A man named as being the enigmatic creator of Bitcoin on Thursday denied having a role in the virtual unit, telling reporters he was “not involved.”

In an exclusive report, Newsweek identified a 64-year-old Japanese-American physicist as being the mysterious person known as “Satoshi Nakamoto” behind the Bitcoin revolution.

However the man, who told Associated Press his name is Dorian Prentice Satoshi Nakamoto, told reporters outside his modest two-story house in suburban Los Angeles: “I’m not involved in Bitcoin.”

Since its 2009 launch, the Bitcoin phenomenon has been hailed as a financial revolution, despite scandals over its use in drug trafficking and money laundering.
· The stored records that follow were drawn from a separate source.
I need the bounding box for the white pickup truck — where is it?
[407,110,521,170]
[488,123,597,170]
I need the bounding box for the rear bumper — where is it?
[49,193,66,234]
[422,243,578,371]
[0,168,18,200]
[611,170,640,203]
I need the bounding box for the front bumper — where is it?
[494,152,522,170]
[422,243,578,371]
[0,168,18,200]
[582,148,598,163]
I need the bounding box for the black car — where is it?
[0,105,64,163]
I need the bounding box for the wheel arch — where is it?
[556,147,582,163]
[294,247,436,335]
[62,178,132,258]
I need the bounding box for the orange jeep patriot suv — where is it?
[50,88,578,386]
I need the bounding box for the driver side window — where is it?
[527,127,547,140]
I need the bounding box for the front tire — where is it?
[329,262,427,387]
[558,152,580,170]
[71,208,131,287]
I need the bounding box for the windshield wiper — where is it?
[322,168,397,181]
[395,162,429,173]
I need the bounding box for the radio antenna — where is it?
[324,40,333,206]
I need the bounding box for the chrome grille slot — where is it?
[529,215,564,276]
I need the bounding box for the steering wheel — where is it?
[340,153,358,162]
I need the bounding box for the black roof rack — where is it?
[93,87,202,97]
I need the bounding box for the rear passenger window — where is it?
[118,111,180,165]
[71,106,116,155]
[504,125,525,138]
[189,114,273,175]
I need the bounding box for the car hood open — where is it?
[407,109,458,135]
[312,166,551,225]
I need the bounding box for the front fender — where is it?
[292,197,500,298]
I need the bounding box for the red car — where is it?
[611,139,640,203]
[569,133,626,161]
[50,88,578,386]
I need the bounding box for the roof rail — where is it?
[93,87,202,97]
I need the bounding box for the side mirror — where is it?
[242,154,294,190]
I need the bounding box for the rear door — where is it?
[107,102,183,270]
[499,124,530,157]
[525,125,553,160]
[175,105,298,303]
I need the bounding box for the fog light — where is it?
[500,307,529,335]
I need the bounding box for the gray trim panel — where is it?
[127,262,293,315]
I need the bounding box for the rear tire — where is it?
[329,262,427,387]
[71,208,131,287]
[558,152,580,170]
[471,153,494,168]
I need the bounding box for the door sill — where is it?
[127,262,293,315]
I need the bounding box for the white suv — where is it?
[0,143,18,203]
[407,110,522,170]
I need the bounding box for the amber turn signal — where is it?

Nakamoto, who was pursued by a media pack as he drove off for an interview at the AP’s offices, told the agency that the first time he heard of Bitcoin was when his son told him he had been contacted by a Newsweek reporter three weeks ago.

He said he phoned police when the magazine’s reporter knocked on his door.

While acknowledging that some of the biographical details in the Newsweek report were true, Nakamoto denied its claim that he was “the face behind Bitcoin.”

But Newsweek stood by its story, saying his career involved classified work as a systems engineer for the US government and that he initially tacitly acknowledged his role in creating the crypto-currency that has rocked the banking world.

The Bitcoin Foundation, which supports the development of the currency, would not confirm Newsweek’s story.

“We have seen zero conclusive evidence that the identified person is the designer of Bitcoin. Those closest to the Bitcoin project, the informal team of core developers, have always been unaware of Nakamoto’s true identity, as Nakamoto communicated purely through electronic means,” it said.

Gavin Andresen, chief scientist of the Bitcoin Foundation, said he had corresponded online with a man called Satoshi Nakamoto from June 2010 to April 2011 as they refined the Bitcoin code.

But they never spoke on the telephone and Andresen did not learn anything about his personal life.

After trading for cents per Bitcoin for the first two years of its existence, it began a frenzied climb in 2011 that took it to $US40 ($A44.16) a coin in late 2012 and $US1100 last year, before falling off to the current $US650 level.

Meanwhile, Japan’s government said that Bitcoin is not a currency but that it could be “subject to taxation,” in a move that might pave the way for formal regulation.